Healthy Turkey Chili
Healthy Turkey Chili combines ground turkey with a medley of beans, corn, and tomatoes simmered in a spicy broth seasoned with chili powder, paprika, cumin, oregano, and cayenne pepper. The texture balances tender ground meat and soft beans with the slight crunch of sweet corn. This dish provides a hearty and warming meal, flexible for stovetop, slow cooker, or Instant Pot preparation, complemented well by toppings like avocado and sour cream.
Ingredients
- 1 Tablespoon olive oil
- 1 medium yellow onion chopped
- 2 Tablespoons garlic minced, fresh
- 1 lb ground turkey
- 1 teaspoon salt sea salt
- ½ teaspoon black pepper
- 1 ½ cups chicken broth or vegetable stock
- 1 ounce can tomato diced or crushed
- 1 ounce can red kidney beans drained and rinsed
- 1 ounce can black beans drained and rinsed
- 1 ½ cups corn frozen, sweet
- 2 ½ Tablespoons chili powder
- 2 teaspoons paprika
- 1 teaspoon cumin ground
- ½ teaspoon oregano dried
- ¼ -½ teaspoon cayenne pepper
- avocado sour cream (or yogurt), shredded cheese, cilantro, etc, for topping, of choice
Instructions
- Heat the oil in a large pot or dutch oven over medium heat. Once oil is hot add onion and garlic to the pot and cook, stirring frequently until mixture is fragrant and onion is a bit translucent.
- Add turkey, salt and pepper to the pot and cook, breaking apart meat with a spatula until evenly brown and cooked through.
- Add stock to the pot. Mix in tomatoes, kidney beans, black beans, corn, chili powder, paprika, cumin, oregano and cayenne pepper. Bring chili to a boil, reduce heat to low, cover and simmer for 20 minutes.
- Serve chili warm with toppings of choice.
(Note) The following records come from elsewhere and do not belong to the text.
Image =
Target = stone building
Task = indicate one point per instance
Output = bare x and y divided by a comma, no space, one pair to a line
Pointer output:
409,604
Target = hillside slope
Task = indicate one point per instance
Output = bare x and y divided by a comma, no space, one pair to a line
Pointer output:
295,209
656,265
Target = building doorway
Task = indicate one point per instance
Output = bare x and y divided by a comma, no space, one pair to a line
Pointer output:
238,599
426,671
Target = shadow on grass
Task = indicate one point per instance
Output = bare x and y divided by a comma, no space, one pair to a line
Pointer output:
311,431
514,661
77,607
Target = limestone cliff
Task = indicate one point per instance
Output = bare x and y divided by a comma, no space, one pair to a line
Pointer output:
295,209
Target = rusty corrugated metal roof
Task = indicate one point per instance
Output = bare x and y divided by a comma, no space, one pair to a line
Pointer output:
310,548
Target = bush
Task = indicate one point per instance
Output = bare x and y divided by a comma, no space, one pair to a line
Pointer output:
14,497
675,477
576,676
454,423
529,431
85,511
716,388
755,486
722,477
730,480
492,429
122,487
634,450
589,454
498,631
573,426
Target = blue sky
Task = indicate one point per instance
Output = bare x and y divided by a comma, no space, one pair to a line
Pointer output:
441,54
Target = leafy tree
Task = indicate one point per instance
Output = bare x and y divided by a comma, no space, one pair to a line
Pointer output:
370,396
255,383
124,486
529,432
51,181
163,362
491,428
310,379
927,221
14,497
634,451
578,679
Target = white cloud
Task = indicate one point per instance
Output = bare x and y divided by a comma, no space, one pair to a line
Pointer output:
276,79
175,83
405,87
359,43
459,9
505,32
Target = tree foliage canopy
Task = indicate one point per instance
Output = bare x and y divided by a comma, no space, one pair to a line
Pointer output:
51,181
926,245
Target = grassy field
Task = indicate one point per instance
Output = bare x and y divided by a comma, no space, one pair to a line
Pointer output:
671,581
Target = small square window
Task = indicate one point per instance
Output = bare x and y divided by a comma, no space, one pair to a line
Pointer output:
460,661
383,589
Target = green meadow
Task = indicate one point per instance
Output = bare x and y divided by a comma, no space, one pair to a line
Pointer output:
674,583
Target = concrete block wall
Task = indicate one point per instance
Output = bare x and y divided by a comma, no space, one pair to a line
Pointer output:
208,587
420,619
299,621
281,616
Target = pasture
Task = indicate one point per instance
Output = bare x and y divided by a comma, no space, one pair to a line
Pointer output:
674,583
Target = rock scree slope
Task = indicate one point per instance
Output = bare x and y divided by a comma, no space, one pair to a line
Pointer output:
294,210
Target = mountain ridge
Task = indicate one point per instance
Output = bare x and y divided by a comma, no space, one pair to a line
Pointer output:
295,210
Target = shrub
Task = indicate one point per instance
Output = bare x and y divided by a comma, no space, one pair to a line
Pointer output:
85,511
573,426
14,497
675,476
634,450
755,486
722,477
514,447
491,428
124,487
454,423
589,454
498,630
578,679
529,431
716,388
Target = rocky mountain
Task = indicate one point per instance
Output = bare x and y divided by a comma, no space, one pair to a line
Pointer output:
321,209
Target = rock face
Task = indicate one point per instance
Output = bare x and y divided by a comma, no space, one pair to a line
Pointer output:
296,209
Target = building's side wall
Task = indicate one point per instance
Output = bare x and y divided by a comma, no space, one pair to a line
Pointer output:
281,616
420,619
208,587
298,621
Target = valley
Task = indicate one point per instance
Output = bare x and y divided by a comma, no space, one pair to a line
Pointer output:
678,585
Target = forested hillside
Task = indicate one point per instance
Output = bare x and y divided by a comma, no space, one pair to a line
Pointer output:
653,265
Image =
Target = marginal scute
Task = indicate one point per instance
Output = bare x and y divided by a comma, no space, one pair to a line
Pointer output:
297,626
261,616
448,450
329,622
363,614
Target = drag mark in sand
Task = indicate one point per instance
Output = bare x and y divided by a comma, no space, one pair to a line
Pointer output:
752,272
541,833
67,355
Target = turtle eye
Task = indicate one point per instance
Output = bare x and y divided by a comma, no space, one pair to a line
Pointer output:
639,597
Some ideas include avocado, sour cream, shredded cheese, cilantro, green onion, etc.
Notes
- Slow cooker instructions suggest cooking on high for 4 hours or low for 7-8 hours once all ingredients are combined.
- For Instant Pot, sauté onion, garlic, and turkey then pressure cook the combined ingredients for 15 minutes, using a manual pressure release afterwards.
- Toppings like avocado, sour cream, cheese, cilantro, or green onions enhance the chili and can be adjusted to taste.
Nutrition Information
Nutrition Facts
Serving: 4 Serving
Amount Per Serving
Calories 488
% Daily Value*
| Serving | 1/4 of recipe | |
| Calories | 488kcal | 24% |
| Carbohydrates | 46g | 15% |
| Protein | 40g | 80% |
| Fat | 16g | 25% |
| Saturated Fat | 3g | 15% |
| Polyunsaturated Fat | 9g | 53% |
| Cholesterol | 78mg | 26% |
| Sodium | 1502mg | 63% |
| Fiber | 20g | 80% |
| Sugar | 12g | 24% |
* Percent Daily Values are based on a 2,000 calorie diet.